In the Studio with Khen Shish

Khen Shish’s minimalistic studio is in contrast to her warm personality and large striking canvases. Open and unbarred, we quickly shared a report of old friends as we sipped tea and discussed her impressive career. I instantly forgot about my list of questions as Khen unprompted disclosed her intimate feelings about each of her paintings.

Positioning each large canvas, Shish began to explain the recurring motifs in her work. Her entire oeuvre is highly autobiographical both consciously and subconsciously. Khen explained that this aspect of her work is a result of her unique childhood in the northern Israeli town of Tzfat (aka Safed), which is known as a hub for Jewish mysticism or Kabbalah.
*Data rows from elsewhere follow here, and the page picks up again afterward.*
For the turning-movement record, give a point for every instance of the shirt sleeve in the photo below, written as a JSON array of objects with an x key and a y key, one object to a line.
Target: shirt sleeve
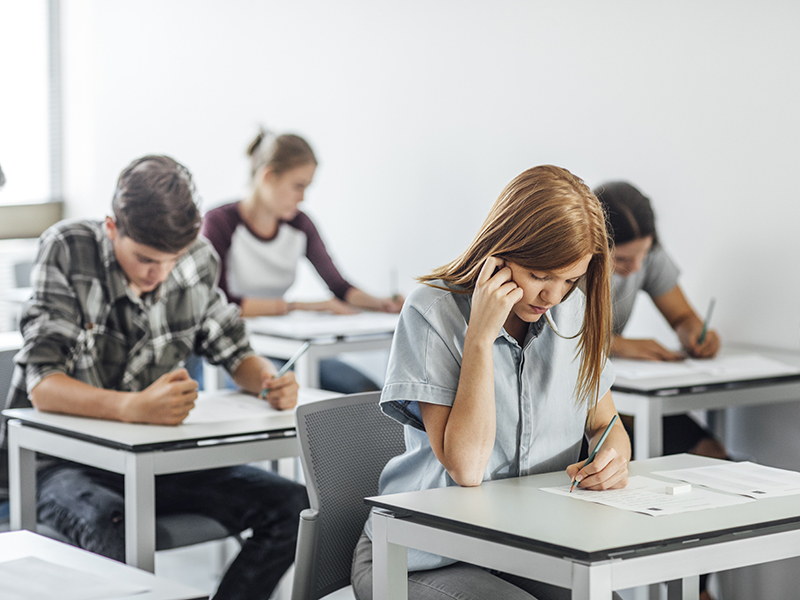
[
  {"x": 221, "y": 337},
  {"x": 51, "y": 321},
  {"x": 425, "y": 363},
  {"x": 318, "y": 255},
  {"x": 661, "y": 273},
  {"x": 218, "y": 227}
]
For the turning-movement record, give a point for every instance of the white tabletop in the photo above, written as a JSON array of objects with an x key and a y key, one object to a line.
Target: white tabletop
[
  {"x": 16, "y": 545},
  {"x": 246, "y": 415},
  {"x": 768, "y": 367},
  {"x": 311, "y": 325},
  {"x": 516, "y": 509}
]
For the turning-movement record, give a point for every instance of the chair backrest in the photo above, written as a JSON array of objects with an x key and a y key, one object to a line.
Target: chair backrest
[{"x": 345, "y": 442}]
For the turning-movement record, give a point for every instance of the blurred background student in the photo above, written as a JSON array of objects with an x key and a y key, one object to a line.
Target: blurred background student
[
  {"x": 640, "y": 263},
  {"x": 262, "y": 238}
]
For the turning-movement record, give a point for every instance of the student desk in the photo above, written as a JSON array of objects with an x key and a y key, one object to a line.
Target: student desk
[
  {"x": 250, "y": 432},
  {"x": 16, "y": 545},
  {"x": 513, "y": 526},
  {"x": 649, "y": 399},
  {"x": 330, "y": 335}
]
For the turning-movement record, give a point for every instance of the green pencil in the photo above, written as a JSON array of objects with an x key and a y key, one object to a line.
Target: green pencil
[{"x": 596, "y": 448}]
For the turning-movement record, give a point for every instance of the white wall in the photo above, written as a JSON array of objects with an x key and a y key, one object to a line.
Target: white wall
[{"x": 420, "y": 112}]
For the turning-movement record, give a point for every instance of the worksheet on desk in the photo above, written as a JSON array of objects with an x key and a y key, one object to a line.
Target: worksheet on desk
[
  {"x": 739, "y": 366},
  {"x": 649, "y": 496},
  {"x": 316, "y": 325},
  {"x": 227, "y": 406},
  {"x": 744, "y": 478}
]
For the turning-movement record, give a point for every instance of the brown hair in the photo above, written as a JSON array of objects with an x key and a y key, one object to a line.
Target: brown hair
[
  {"x": 547, "y": 219},
  {"x": 281, "y": 153},
  {"x": 155, "y": 204}
]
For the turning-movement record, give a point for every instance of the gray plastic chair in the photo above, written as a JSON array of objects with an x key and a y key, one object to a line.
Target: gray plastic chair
[{"x": 345, "y": 444}]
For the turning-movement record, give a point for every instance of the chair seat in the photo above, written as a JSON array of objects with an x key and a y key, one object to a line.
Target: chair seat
[{"x": 186, "y": 529}]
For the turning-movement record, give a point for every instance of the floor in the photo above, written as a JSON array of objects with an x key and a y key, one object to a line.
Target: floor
[{"x": 201, "y": 566}]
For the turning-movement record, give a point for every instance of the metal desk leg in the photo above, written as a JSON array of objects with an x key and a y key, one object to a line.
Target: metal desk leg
[
  {"x": 687, "y": 588},
  {"x": 306, "y": 368},
  {"x": 21, "y": 480},
  {"x": 648, "y": 429},
  {"x": 140, "y": 511},
  {"x": 389, "y": 563},
  {"x": 591, "y": 582}
]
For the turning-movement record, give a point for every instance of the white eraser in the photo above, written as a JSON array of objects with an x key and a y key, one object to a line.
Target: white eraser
[{"x": 679, "y": 488}]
Observing one of her paintings and lost in her own reminiscent memories, Khen shared, “all the time we were without shoes, running in the forest”. This total freedom and connection to nature defined her most influential years. Looking at a large canvas covered in partially abstract birds, deer, owls and other forest creatures, Khen often mentions her mother, a woman she remembers fondly for her spiritual aura. When I asked her why she often depicts these animals, she explained, “I think it’s two things: first, I have a very mystic mother and second, I grew up in Tzfat, in the north in the mountains and we lived in nature, by the forest”.

This respect for mother earth and the natural world are evident in the majority of Khen’s works. However there are many references to classical art history as well and Khen cites prolific artists such as Mark Rothko, Cy Twombly, and Paul Cezanne as major inspirations. As a young eager artist traveling abroad in her early twenties, Shish felt enlightened by the work of Rothko. Leaning in close and choosing her words carefully, she told me, “I saw an exhibition of Rothko’s work at The Tate and it really changed my life”.

The motifs in her work change as she moves through different stages of her life. For example the work she created during her pregnancy is heavy with maternal imagery. Now that she has come into maturity as an artist she has begun to combine all of these inspirational aspects on one canvas.

Khen’s work is also incredibly physical. Her tactile and highly involved works show evidence of places she has completely abandoned paintbrushes and worked the canvas with her fingertips to create a unique paint texture. During one visit to her studio as we stood and pondered a large dark green painting she nonchalantly picked up a can of gold paint and started marking the canvas without hesitation. Putting paint to canvas is a spiritual experience for her as an artist and she can always feel when a canvas can give more or when it is truly complete as a work of art.

When asked about what inspires her, Shish answered cryptically, “I see everything”. From the mystical to the natural and the personal, I feel lucky to have experienced some of Khen’s spiritual visions through her ethereal paintings.